Hello, I have a 13x12 room that I'm looking to make my new home theater, we're having our basement finished by a contractor and are trying to decide if we should have the speaker wire recessed behind the drywall. We're unsure of what system to go with, though hoping to complete the room under 5,000 for the system (speakers, projector, receiver..). Please post any set ups you would go with


----------



## nova (Apr 30, 2006)

First off welcome to the Shack.

Personally I would have the wiring all run behind the drywall for a nice clean set-up. I'd also have it run through conduit in case I ever wanted to upgrade an HDMI or other cable.

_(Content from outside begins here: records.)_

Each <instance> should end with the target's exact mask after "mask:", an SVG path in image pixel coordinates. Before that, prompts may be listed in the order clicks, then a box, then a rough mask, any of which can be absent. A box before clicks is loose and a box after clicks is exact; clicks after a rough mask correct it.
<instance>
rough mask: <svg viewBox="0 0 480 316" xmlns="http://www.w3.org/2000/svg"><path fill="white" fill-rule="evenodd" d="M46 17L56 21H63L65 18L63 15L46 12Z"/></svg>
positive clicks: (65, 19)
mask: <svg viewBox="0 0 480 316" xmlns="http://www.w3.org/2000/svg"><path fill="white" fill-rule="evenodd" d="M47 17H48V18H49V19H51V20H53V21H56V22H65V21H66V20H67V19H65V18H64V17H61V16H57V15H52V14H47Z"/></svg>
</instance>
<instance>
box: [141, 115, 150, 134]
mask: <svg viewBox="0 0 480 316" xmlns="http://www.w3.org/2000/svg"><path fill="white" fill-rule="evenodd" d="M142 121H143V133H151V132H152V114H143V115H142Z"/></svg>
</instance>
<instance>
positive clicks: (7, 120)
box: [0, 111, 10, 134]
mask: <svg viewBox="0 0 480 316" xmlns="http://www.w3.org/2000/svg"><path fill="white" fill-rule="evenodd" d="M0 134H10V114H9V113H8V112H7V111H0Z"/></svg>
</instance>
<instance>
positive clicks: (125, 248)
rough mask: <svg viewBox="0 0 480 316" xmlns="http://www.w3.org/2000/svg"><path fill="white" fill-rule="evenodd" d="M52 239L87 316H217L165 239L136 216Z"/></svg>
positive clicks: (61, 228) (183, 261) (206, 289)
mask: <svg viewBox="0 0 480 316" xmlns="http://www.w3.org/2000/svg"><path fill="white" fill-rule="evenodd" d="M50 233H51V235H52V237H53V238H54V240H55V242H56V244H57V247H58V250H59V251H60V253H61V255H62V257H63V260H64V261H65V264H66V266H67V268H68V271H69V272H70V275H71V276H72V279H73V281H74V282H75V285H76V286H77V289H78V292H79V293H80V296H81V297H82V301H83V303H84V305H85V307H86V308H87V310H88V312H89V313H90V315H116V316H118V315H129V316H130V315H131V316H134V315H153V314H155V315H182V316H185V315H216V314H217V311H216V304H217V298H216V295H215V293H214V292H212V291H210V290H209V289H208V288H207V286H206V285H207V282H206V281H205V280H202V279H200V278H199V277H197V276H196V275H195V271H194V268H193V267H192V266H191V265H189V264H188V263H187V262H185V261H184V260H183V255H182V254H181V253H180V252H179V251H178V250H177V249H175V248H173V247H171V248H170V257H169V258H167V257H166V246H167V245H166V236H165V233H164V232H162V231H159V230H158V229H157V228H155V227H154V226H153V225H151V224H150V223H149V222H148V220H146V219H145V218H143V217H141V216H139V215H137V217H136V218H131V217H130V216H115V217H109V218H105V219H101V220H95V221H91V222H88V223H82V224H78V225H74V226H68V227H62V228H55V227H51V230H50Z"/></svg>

Are you planning on floor standing, bookshelf, on-wall or in-wall?

Can you give us an idea of what you like or systems you've had in the past? There are a lot of great system out there and having an idea of your preferences will help us make some recommendations.


----------



## hjones4841 (Jan 21, 2009)

Welcome to Home Theater Shack! Please visit us often.

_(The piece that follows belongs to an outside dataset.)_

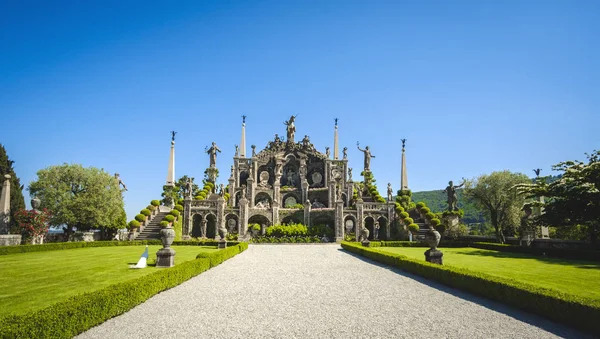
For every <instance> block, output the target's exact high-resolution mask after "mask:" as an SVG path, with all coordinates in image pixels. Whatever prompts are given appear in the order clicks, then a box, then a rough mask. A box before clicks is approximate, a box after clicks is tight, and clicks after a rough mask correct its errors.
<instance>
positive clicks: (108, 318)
mask: <svg viewBox="0 0 600 339" xmlns="http://www.w3.org/2000/svg"><path fill="white" fill-rule="evenodd" d="M128 243H129V242H128ZM35 246H41V245H35ZM247 248H248V244H246V243H239V244H236V245H230V247H228V248H227V249H224V250H220V251H216V252H211V253H210V254H208V253H202V254H204V255H203V256H199V257H200V258H198V259H196V260H191V261H186V262H184V263H181V264H178V265H176V266H174V267H172V268H169V269H162V270H157V271H156V272H153V273H150V274H148V275H145V276H142V277H139V278H136V279H132V280H128V281H124V282H121V283H117V284H112V285H110V286H107V287H106V288H104V289H101V290H98V291H93V292H90V293H84V294H80V295H77V296H73V297H71V298H68V299H67V300H65V301H61V302H59V303H56V304H54V305H52V306H49V307H46V308H44V309H42V310H39V311H35V312H30V313H26V314H23V315H9V316H4V317H0V337H1V338H71V337H73V336H75V335H77V334H79V333H82V332H84V331H86V330H88V329H90V328H92V327H94V326H96V325H99V324H101V323H103V322H104V321H106V320H108V319H110V318H113V317H116V316H118V315H120V314H123V313H125V312H127V311H129V310H130V309H132V308H133V307H135V306H137V305H139V304H141V303H143V302H144V301H146V300H147V299H148V298H150V297H152V296H154V295H155V294H157V293H160V292H162V291H165V290H167V289H170V288H172V287H175V286H177V285H179V284H181V283H182V282H184V281H186V280H189V279H190V278H192V277H194V276H196V275H198V274H200V273H202V272H204V271H206V270H208V269H210V268H211V267H214V266H216V265H218V264H220V263H221V262H223V261H225V260H227V259H229V258H231V257H233V256H235V255H236V254H238V253H241V252H243V251H245V250H246V249H247ZM74 315H76V316H74Z"/></svg>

I agree that running the wiring in the wall makes a neater installation. But, you need to plan ahead for additional channels. At least wire for 7.1 - 3 across the front, 2 on the side walls, 2 in the back plus the subwoofer. There are other variations that take the channel count up to 11.1. Those extra channels, at least for now, are wired up front. So additional cabling from the front to the equipment area may be worthwhile.


----------



## krupe (Sep 26, 2013)

Thanks for all the posts so far, im thinking of doing bookshelf speakers does anyone have any system suggestions(links) thanks


----------



## zieglj01 (Jun 20, 2011)

krupe said:


> Thanks for all the posts so far, im thinking of doing bookshelf speakers does anyone have any system suggestions(links) thanks


Look at HSU
http://www.hsuresearch.com/products/hybrid2pkg.html

Look at Focal - except for their subs, look at places like SVS and HSU for subs
http://www.musicdirect.com/search.aspx?searchterm=focal chorus

http://www.svsound.com/subwoofers

http://www.hsuresearch.com/subwoofers.html


----------



## dougc (Dec 19, 2009)

Welcome to The Shack! Are you wanting commercial bookshelf speakers or DIY?


----------